Habitualmente, se entiende que el castigo como instrumento para reducir el crimen satisface su papel de dos formas: la inhabilitación y la disuasión. Sin duda, un asesino ejecutado no podrá volver a matar, pero tampoco podrá hacerlo uno que esté encarcelado. El grado de inhabilitación —especialmente en la inhabilitación permanente por medio de la pena capital— puede suscitar discusiones, pero la necesidad de medidas de este tipo en beneficio del interés público es difícil de discutir. Los argumentos en tomo a la disuasión son menos claros. Parece perverso decir que alguien debería ser castigado, no por el crimen cometido sino para disuadir a otros de cometer ofensas similares; y también su utilidad práctica plantea dudas, pues los estudios sugieren que lo disuasorio es más bien el miedo a ser capturado y no cualquier castigo derivado.
Otro aspecto fundamental en el pensamiento utilitarista sobre el castigo es la reforma o la rehabilitación del criminal. Para el individuo con mentalidad liberal resulta muy seductora la idea de que el castigo constituya una forma de terapia mediante la que se reeduca y se reforma a los delincuentes de modo que puedan convertirse en plenos y útiles miembros de la sociedad. Sin embargo, existen dudas serias sobre la capacidad de los sistemas penales —los habituales, al menos — para conseguir este propósito.
En la práctica, es fácil ofrecer contraejemplos que muestran la inadecuación de cualquier justificación utilitaria particular del castigo: basta con citar casos en los que el delincuente no representa un peligro para la ciudadanía o no necesita reforma, o en los que el castigo carece de cualquier valor disuasorio. Sin embargo, el planteamiento habitual consiste en ofrecer una colección de posibles beneficios que el castigo brinda, sin sugerir que todos ellos se aplican en todos los casos. Pero incluso así, cabe la posibilidad de que sigamos sintiendo que a la explicación puramente utilitaria le falta algo, y que debe preservarse algún espacio para la reparación. De acuerdo con este sentimiento, muchas teorías recientes son de naturaleza esencialmente híbrida, al intentar combinar elementos de la teoría de la reparación con otros de la utilitarista para ofrecer
una explicación global del castigo. Entonces, la principal labor consistiría en establecer prioridades en los distintos objetivos especificados, y poner de relieve los puntos en los que entran en conflicto con las actuales políticas y prácticas.
La ideaen síntesis: ¿se adecúa el castigo al crimen?

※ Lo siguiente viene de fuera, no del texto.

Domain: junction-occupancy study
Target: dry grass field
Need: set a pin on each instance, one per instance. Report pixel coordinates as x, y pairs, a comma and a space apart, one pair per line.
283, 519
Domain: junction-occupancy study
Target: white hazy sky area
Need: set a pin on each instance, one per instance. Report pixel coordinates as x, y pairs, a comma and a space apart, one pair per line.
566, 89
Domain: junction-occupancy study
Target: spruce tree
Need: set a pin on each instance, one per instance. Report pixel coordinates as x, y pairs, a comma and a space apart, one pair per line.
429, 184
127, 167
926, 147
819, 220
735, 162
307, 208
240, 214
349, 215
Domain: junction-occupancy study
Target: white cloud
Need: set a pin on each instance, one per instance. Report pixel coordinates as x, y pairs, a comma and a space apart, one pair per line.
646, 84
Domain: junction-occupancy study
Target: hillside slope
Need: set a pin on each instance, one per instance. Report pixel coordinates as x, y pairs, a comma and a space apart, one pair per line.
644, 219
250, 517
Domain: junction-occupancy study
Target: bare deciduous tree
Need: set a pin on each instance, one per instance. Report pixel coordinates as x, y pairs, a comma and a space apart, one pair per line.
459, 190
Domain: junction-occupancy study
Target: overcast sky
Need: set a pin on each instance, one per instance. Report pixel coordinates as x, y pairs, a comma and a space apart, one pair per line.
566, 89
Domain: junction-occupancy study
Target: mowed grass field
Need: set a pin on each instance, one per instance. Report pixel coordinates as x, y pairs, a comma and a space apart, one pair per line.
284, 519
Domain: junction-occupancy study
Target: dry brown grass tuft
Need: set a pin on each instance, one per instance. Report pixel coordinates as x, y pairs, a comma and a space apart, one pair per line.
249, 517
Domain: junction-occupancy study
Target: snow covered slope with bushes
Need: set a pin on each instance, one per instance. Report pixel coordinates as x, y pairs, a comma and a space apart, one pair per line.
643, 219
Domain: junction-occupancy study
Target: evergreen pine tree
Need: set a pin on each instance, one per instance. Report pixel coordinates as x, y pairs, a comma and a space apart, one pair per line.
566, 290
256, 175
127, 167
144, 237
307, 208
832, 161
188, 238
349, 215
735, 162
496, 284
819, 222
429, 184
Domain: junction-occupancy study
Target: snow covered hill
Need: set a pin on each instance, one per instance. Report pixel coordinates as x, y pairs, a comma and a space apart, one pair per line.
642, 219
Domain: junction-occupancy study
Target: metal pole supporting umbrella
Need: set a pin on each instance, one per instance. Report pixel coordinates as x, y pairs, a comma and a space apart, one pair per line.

49 La Tierra como bote salvavidas
«A la deriva en un Mar Moral … Digamos que aquí estamos sentadas 50 personas, en nuestro bote salvavidas. Siendo generosos, pongamos que caben 10 más, en total 60. Supongamos que los que vamos en el bote salvavidas vemos a 100 más que nadan en el agua, implorando que los dejemos subir a nuestro bote o pidiendo limosna…» … Tenemos muchas opciones: podemos estar tentados de intentar vivir de acuerdo con el ideal cristiano de “cuidar de nuestros hermanos”, o con el ideal marxista de vivir “cada cual de acuerdo con las propias necesidades”. Pero puesto que las necesidades de todos en el agua son las mismas, y puesto que todos pueden considerarse nuestros hermanos, podríamos ofrecer nuestro bote a todos, con lo cual sumaríamos 150 en un bote diseñado para 60. El bote se hunde, y se ahoga todo el mundo. Una justicia completa y una catástrofe completa … Puesto que el bote tiene capacidad para 10 pasajeros más, podríamos admitir solamente a 10. Pero ¿a cuáles dejaríamos subir? Supongamos que decidimos no admitir a
ninguno. Así podríamos sobrevivir aunque deberíamos estar vigilando constantemente a los que quieren abordarnos.»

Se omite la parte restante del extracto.